Efficace également, Henri Verneuil, avec I comme Icare. Une dissection, relativement austère, des mécanismes utilisés par le pouvoir pour manipuler l'opinion publique et couvrir un crime en en faisant au besoin commettre d'autres. On en retient surtout la scène saisissante où, sous la direction d'un scientifique, deux hommes, deux individus moyens, servent de cobayes dans une expérience qui teste l'instinct de violence et le seuil d'obéissance. Belle interprétation d'Yves Montand, juge obstiné, patient et courageux, à la recherche de la vérité.

Les Français, cette année, ont-ils moins envie de rire ? Si l'on excepte Le guignolo, il faut descendre relativement bas dans la liste des succès de fréquentation pour trouver trois divertissements : C'est pas moi, c'est lui, gentille amusette ; On a volé la cuisse de Jupiter, où Philippe de Broca réunit dans une invraisemblable poursuite policière en Grèce le couple vedette de Tendre poulet, Annie Girardot et Philippe Noiret, et Courage, fuyons, où Yves Robert, moins en verve que d'habitude, esquisse le portrait d'un sympathique lâche, Jean Rochefort, aux prises avec une bien belle vamp, Catherine Deneuve. Quant aux Bronzés font du ski, suite logique des Bronzés de la saison précédente, toujours avec l'équipe du café-théâtre Le Splendid, ils n'ont pas vraiment fait courir les foules. Plus frappant encore dans le même registre : Claude Zidi lui-même, naguère recordman des entrées, est en nette perte de vitesse, du moins avec Bête mais discipliné, longuettes tribulations d'un deuxième classe doté des rondeurs benoîtes de Jacques Villeret, car Les sous-doués, chronique d'une classe de cancres, se hissent lentement vers le tableau d'honneur du box-office.

Seul, dans le domaine de la comédie un peu grinçante, jouant — de loin — la satire sociale contemporaine, François Leterrier a fait vraiment parler de lui avec l'adaptation d'une bande dessinée à succès — La course du rat, de Gérard Lauzier — qu'il a transformée en un Je vais craquer très... mode et assez bien accueilli grâce, notamment, à ses interprètes.

Romanesque

Les Français ont, en revanche, très bien aimé un somptueux mais bien sombre mélodrame, fidèlement adapté d'un classique britannique du siècle dernier, Tess, d'après Thomas Hardy. Une fresque à l'incontestable beauté formelle, curieusement signée Roman Polanski. Un Polanski qui a mis de côté son goût pour l'étrange, la violence et le morbide, pour tourner avec une sagesse exemplaire, presque compassée, des images aussi belles que la jeune héroïne, Nastassia Kinski.

Réalisation de prestige, mais dont le romanesque sans complexes a séduit.

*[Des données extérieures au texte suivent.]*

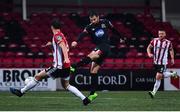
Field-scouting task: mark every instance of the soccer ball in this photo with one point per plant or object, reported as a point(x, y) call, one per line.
point(28, 79)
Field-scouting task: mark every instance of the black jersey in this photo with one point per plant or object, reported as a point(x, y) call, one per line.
point(99, 32)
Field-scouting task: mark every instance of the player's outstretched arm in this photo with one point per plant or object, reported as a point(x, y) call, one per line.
point(171, 50)
point(65, 52)
point(149, 50)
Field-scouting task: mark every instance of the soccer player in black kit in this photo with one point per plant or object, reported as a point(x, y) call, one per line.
point(98, 31)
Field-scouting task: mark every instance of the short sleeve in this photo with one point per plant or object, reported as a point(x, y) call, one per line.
point(58, 39)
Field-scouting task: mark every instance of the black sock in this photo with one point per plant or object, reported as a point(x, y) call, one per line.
point(82, 62)
point(94, 83)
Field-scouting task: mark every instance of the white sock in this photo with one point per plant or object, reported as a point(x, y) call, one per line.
point(167, 74)
point(76, 92)
point(29, 86)
point(156, 86)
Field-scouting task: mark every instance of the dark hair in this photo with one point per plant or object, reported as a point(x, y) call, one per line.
point(56, 24)
point(92, 13)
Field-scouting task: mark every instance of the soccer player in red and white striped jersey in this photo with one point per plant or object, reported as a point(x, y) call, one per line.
point(160, 47)
point(60, 68)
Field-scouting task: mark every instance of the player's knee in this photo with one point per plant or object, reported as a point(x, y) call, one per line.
point(38, 78)
point(159, 76)
point(65, 85)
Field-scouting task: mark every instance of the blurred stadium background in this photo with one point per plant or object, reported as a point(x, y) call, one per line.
point(24, 28)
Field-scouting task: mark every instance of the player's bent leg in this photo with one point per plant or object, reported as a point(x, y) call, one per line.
point(75, 91)
point(156, 85)
point(30, 85)
point(91, 56)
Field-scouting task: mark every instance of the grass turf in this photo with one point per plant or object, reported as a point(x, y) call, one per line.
point(106, 101)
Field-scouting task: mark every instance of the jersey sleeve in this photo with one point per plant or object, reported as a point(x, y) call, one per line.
point(170, 46)
point(87, 29)
point(108, 23)
point(152, 43)
point(58, 39)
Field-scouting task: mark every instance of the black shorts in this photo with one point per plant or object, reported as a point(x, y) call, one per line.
point(104, 52)
point(159, 68)
point(56, 72)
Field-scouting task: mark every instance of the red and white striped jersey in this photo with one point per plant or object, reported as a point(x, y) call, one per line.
point(58, 57)
point(160, 50)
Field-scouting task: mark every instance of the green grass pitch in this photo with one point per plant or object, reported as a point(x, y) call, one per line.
point(106, 101)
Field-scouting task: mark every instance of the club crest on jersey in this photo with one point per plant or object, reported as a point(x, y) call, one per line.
point(103, 25)
point(99, 33)
point(59, 38)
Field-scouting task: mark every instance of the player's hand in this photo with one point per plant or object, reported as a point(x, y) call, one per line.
point(172, 61)
point(74, 44)
point(150, 55)
point(66, 60)
point(122, 41)
point(47, 44)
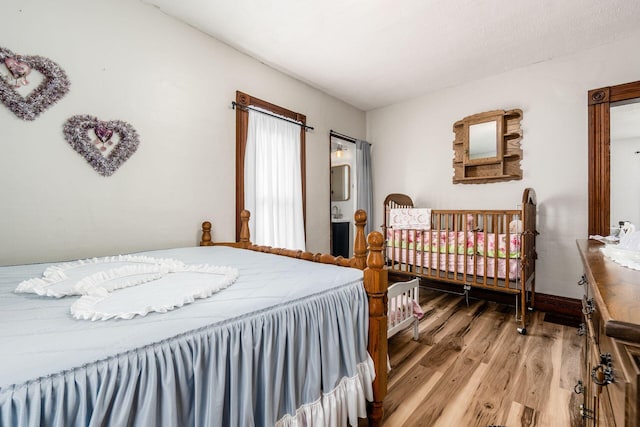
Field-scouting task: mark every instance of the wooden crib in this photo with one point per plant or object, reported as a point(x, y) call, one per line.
point(488, 249)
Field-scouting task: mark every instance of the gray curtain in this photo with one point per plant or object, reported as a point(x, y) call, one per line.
point(364, 184)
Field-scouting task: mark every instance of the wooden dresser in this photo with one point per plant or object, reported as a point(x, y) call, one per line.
point(611, 351)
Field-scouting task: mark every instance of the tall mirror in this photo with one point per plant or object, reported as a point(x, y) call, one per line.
point(340, 183)
point(614, 139)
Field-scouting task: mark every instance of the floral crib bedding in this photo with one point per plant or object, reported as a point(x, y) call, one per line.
point(448, 242)
point(449, 251)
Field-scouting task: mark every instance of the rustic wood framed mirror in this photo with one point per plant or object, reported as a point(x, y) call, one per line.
point(487, 147)
point(600, 102)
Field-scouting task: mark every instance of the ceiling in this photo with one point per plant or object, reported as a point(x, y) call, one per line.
point(374, 53)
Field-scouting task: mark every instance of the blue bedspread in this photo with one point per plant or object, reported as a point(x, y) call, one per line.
point(287, 332)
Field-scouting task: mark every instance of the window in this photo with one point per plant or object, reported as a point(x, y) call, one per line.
point(243, 189)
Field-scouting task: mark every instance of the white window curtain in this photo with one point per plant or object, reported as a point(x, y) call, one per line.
point(273, 182)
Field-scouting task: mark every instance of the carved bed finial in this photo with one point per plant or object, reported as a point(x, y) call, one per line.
point(206, 234)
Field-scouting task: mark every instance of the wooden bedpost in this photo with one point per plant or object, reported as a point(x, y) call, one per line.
point(375, 283)
point(359, 259)
point(206, 234)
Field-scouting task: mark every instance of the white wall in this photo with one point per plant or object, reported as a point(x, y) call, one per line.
point(412, 149)
point(625, 180)
point(128, 61)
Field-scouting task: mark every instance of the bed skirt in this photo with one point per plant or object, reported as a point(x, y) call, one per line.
point(283, 364)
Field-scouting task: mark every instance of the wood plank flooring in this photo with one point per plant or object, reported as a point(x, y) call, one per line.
point(471, 368)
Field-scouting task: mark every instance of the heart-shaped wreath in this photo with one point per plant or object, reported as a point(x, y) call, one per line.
point(102, 153)
point(54, 86)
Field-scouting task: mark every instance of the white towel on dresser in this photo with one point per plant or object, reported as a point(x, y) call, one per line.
point(410, 218)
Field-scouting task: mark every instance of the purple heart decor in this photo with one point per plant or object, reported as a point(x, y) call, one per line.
point(54, 86)
point(76, 132)
point(103, 133)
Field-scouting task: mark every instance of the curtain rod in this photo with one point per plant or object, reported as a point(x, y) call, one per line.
point(341, 136)
point(286, 119)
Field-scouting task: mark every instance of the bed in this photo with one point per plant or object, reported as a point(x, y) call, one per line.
point(487, 249)
point(253, 353)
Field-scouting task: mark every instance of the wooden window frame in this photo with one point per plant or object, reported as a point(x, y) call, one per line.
point(242, 121)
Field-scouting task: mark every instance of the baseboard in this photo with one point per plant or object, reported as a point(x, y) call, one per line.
point(552, 304)
point(559, 305)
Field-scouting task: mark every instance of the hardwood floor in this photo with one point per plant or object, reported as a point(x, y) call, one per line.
point(470, 367)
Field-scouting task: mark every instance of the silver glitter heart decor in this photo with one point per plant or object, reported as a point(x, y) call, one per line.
point(53, 87)
point(106, 145)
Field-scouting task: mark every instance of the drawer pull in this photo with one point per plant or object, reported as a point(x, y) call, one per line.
point(603, 373)
point(588, 306)
point(578, 388)
point(586, 414)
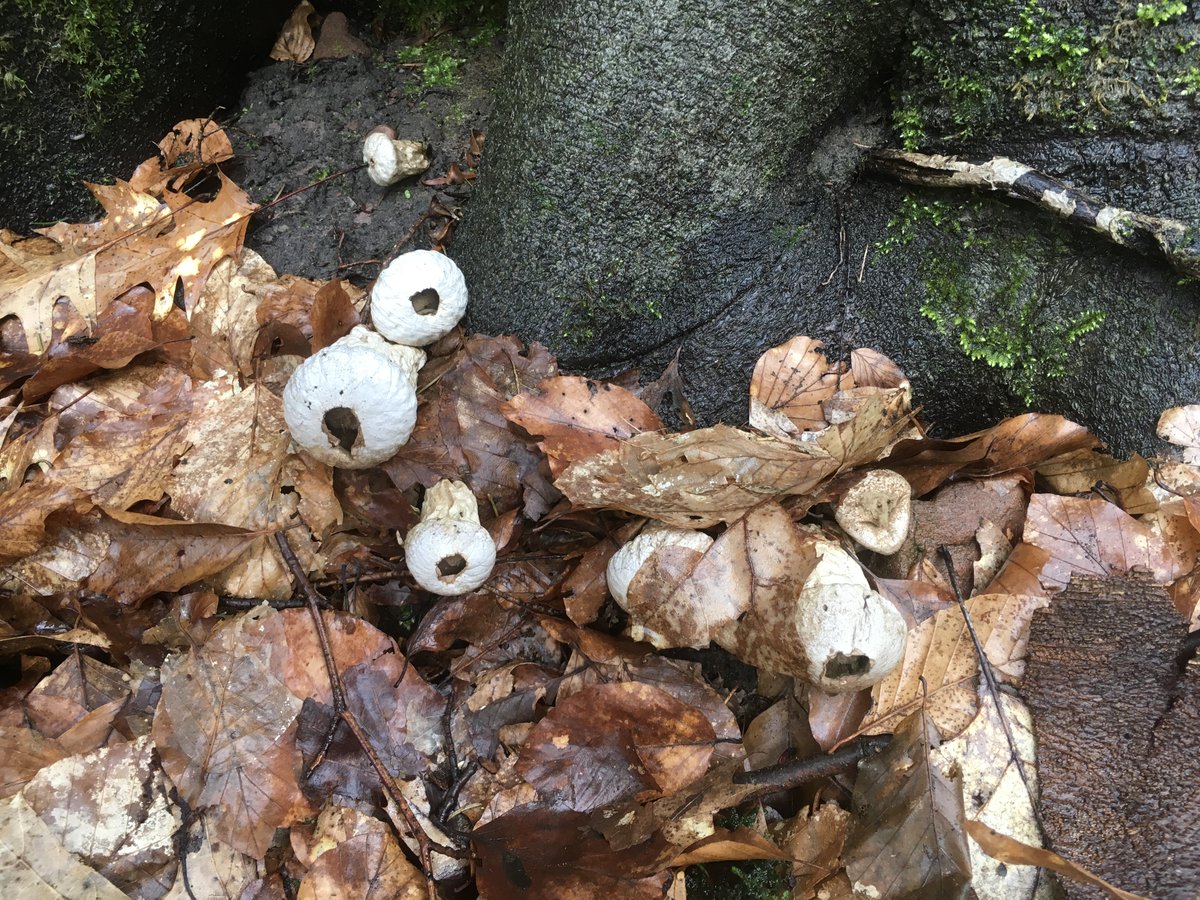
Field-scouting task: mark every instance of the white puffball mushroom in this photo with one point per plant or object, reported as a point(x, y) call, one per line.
point(877, 511)
point(449, 552)
point(353, 403)
point(851, 636)
point(418, 298)
point(389, 160)
point(633, 556)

Plus que le volontaire souci de rigueur — dans la somptuosité — d'une autre grande entreprise de prestige, audacieuse et ruineuse mais qui reste l'un des événements de la saison : le Don Giovanni de Joseph Losey. Les plus grands interprètes internationaux, un décor grandiose, le Palladio, et le sublime opéra de Mozart, in extenso, joué, chanté, tourné en décors naturels : la gageure était de taille. Ce Don Giovanni marque l'année d'une pierre blanche.

Du reste de la production, on peut mentionner des comédies de mœurs comme La gueule de l'autre, comédie de Pierre Tchernia, avec Poiret et Serrault, L'associé, satire de René Gainville avec le même Serrault, L'empreinte des géants, tirée par Robert Enrico d'un roman d'Hortense Dufour sur la vie dans les chantiers de construction d'autoroutes, ou encore Le mors aux dents, de Laurent Heynemann, sur les dessous peu reluisants du monde des courses. Et, surtout, des comédies sentimentales comme Il y a longtemps que je t'aime, où Jean-Charles Tachella fait découvrir les joies de la séparation après vingt-cinq ans de mariage, avec Marie Dubois et Jean Carmet, et Chère inconnue, triste histoire d'un frère paralysé et d'une sœur solitaire à la recherche d'un amour épistolaire, où Moshe Mizrahi a eu la chance de compter sur trois grands interprètes, Delphine Seyrig, Jean Rochefort et, surtout, magistrale toujours, Simone Signoret.

Originalité

Quelques œuvres, enfin, se détachent du lot par l'originalité de leur ton. D'abord, diversement accueilli mais d'une maîtrise incontestable, l'étrange et grinçant Buffet froid de Bernard Blier, où Depardieu, décidément vedette, Carmet et Bernard Blier incarnent un trio amoral qui tue froidement.